An international union, Ceballos says, could give Borneo the resources to protect the forest.

"We probably should pay Borneo not to cut any more forest," Ceballos says — essentially purchasing the land's protection.

He argues that it's possible to take these actions without upending the world's economy. Still, doing so will require collaboration at a scale far greater than we've accomplished in the past.

Ceballos is hopeful — he thinks that with a serious commitment, we could see populations begin to recover within just 5 to 10 years. But time, he says, is running out.

"Whatever happens with biodiversity, habitats, and species within the next 10, 15 years," Ceballos says, "will define the future of biodiversity — and will define the future of humanity."

Abstract: The ongoing sixth mass species extinction is the result of the destruction of component populations leading to eventual extirpation of entire species. Populations and species extinctions have severe implications for society through the degradation of ecosystem services. Here we assess the extinction crisis from a different perspective.
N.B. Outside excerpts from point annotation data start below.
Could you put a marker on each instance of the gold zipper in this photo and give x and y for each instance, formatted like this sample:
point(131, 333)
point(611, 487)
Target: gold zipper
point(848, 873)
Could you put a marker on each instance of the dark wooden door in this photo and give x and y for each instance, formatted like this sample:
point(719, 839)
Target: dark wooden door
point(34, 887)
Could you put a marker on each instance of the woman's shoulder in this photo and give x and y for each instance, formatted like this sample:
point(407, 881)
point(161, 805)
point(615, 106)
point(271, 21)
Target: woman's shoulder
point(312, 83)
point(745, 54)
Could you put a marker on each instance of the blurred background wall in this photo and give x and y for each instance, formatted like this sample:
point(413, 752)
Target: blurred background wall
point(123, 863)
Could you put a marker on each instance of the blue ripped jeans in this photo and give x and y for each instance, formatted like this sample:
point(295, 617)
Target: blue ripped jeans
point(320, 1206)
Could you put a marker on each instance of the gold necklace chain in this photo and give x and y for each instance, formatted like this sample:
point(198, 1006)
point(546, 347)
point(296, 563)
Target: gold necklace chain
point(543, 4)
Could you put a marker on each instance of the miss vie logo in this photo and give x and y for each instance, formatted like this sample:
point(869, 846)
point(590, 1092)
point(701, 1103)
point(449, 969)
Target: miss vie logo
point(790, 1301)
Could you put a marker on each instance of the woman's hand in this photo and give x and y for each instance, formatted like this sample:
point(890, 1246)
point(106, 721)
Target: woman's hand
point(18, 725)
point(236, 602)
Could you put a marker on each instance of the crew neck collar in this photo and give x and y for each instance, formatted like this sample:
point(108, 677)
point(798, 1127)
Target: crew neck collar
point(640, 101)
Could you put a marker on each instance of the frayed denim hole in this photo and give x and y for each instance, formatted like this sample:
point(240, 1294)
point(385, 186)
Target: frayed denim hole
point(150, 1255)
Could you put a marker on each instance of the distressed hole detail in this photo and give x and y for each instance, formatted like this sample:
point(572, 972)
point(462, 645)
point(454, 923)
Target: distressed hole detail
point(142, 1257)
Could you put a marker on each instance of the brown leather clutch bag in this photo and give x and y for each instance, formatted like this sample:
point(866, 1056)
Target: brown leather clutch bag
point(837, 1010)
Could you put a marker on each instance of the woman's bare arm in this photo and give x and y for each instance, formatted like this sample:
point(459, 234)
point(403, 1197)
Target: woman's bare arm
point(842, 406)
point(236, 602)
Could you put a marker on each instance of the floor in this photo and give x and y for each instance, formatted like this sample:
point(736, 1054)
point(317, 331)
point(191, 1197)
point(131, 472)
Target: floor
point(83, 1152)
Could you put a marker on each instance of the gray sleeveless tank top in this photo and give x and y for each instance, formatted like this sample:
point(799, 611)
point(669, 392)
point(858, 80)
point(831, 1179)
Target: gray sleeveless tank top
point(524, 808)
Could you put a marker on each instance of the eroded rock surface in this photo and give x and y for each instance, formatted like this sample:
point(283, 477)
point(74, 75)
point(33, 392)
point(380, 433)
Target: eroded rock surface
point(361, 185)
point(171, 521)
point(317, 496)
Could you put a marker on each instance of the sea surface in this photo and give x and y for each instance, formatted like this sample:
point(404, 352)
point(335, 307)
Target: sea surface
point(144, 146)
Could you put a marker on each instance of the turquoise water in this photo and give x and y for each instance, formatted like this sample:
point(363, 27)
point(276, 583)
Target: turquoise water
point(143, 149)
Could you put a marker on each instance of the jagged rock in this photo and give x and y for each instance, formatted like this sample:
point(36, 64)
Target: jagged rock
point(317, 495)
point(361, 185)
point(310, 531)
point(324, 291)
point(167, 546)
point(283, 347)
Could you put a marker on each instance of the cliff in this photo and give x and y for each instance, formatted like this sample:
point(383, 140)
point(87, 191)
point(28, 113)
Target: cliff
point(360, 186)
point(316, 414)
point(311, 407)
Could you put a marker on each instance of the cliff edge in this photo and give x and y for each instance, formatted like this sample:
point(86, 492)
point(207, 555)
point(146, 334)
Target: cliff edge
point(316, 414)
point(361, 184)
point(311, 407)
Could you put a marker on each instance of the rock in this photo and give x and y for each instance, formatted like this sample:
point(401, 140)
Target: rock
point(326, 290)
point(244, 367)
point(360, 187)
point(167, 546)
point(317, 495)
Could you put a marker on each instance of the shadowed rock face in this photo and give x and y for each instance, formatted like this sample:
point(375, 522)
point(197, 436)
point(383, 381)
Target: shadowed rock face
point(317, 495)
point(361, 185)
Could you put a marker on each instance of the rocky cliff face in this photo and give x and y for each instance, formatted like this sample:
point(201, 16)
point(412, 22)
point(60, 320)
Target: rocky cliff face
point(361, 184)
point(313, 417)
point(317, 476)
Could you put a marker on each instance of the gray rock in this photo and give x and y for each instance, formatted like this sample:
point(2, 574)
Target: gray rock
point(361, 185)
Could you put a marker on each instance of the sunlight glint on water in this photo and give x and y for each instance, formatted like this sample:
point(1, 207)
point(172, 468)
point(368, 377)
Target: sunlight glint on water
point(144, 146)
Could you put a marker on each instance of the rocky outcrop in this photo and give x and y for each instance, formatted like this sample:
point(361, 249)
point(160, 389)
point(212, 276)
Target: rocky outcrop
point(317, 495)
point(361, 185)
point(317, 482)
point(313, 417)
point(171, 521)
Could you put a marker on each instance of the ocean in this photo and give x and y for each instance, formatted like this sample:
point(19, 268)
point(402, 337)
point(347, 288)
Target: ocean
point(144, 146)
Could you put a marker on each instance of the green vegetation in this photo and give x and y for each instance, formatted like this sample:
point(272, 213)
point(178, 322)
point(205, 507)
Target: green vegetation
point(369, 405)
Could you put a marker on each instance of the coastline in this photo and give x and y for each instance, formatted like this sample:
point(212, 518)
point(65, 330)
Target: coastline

We examine 29,400 species of terrestrial vertebrates, and determine which are on the brink of extinction because they have fewer than 1,000 individuals. There are 515 species on the brink (1.7% of the evaluated vertebrates). Around 94% of the populations of 77 mammal and bird species on the brink have been lost in the last century. Assuming all species on the brink have similar trends, more than 237,000 populations of those species have vanished since 1900. We conclude the human-caused sixth mass extinction is likely accelerating for several reasons. First, many of the species that have been driven to the brink will likely become extinct soon. Second, the distribution of those species highly coincides with hundreds of other endangered species, surviving in regions with high human impacts, suggesting ongoing regional biodiversity collapses. Third, close ecological interactions of species on the brink tend to move other species toward annihilation when they disappear—extinction breeds extinctions. Finally, human pressures on the biosphere are growing rapidly, and a recent example is the current coronavirus disease 2019 (Covid-19) pandemic, linked to wildlife trade. Our results reemphasize the extreme urgency of taking much-expanded worldwide actions to save wild species and humanity’s crucial life-support systems from this existential threat.